You’re never too experienced to learn a new lesson. Hopefully the following story will save you from a similar predicament.
I provide DBA/Architect services for a very large corporation with a very busy mobile application. After a major application upgrade including a migration to new VMs, we were experiencing intermittent outages. We’re talking total application meltdown with rebooting many application servers to resolve the issue.
Before the data gets from SQL Server 2016 Enterprise to the customer’s phone, it passes through 7 or 8 layers of different technologies, including a message queue. After each outage it looked like SQL Server was perfectly healthy and happy, and the problem appeared to lie with the message queue servers spiraling to an impressive death.
Fortunately, I capture performance metrics hourly. Plus, we turned on the Query Store, which provided another treasure trove of information. We also had at least 2 other monitoring tools in place.
Almost immediately, I warned the application team of a “Select *” beauty that was performing badly. The trouble was that despite the “*”, it had a pretty darn good execution plan. That is, every time we caught a plan or tested the query, it was a very fast index seek. It was a very simple, non-nullable parameterized query. Still, this query kept showing up with insane I/O numbers every once in a blue moon. Every week it would show up as 2 of the top 10 hardest working queries.
Despite all of the numbers, I couldn’t understand how it was performing so badly at times. The app team and other operational database support people were at a loss as well. I kept thinking, “maybe it reaches a threshold in which it just gets called too many times concurrently, and the “*” just overwhelms the system with all of those columns.” I also thought about parameter sniffing, but I was fairly confident a bad plan wasn’t sneaking in there.
Finally, an operational support DBA said, “The heck with it. I’m running a Profiler trace all day, and hopefully I get lucky.” At least I imagine that’s what he said to himself. I thought it was a bit risky and wished he would’ve used an XE; but, I’m glad he did it, because he did get lucky. Yes, the system was a little slower for a few hours, but he found the culprit. He traced only looking for that same “Select *” query I had identified, and amidst thousands of calls he captured an instance in which the parameter was an empty string. My first thought was, “Surely this non-nullable column wouldn’t be a huge problem with an empty string. Who would store an empty string in this fairly important column on the main customer table?”

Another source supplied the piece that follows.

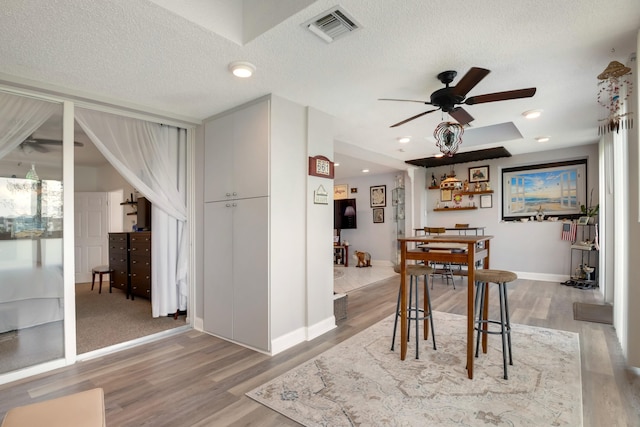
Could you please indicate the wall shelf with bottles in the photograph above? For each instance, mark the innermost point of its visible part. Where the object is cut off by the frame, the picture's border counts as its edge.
(462, 208)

It turns out that of the 23 million customer rows, over 6 million of them had an empty string for the offending column. So 99.9% of the time, the query returned 1 row. A few times a week however, it flooded the system with 26% of the customer data.

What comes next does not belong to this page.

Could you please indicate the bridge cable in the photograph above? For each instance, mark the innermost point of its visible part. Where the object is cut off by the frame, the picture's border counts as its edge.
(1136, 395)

While I wish the application team had investigated the query immediately, they were fairly swamped with troubleshooting other parts of the stack. Additionally, I could not prove that this query was the root cause.
Now I know. Trust the numbers. Even if it doesn’t seem possible or likely that the problem lies within your domain, take a step back and consider more possibilities. Encryption makes it impossible for me to investigate the data, but I wish I would’ve thought of the possibility of an empty string. Deep in the recesses of my dusty brain, I knew the “*” didn’t explain the huge amounts of I/O and CPU consumption. I shouldn’t have waited for the app team to discover the problem. A simple Group By/Count on that column might’ve turned the light bulb on.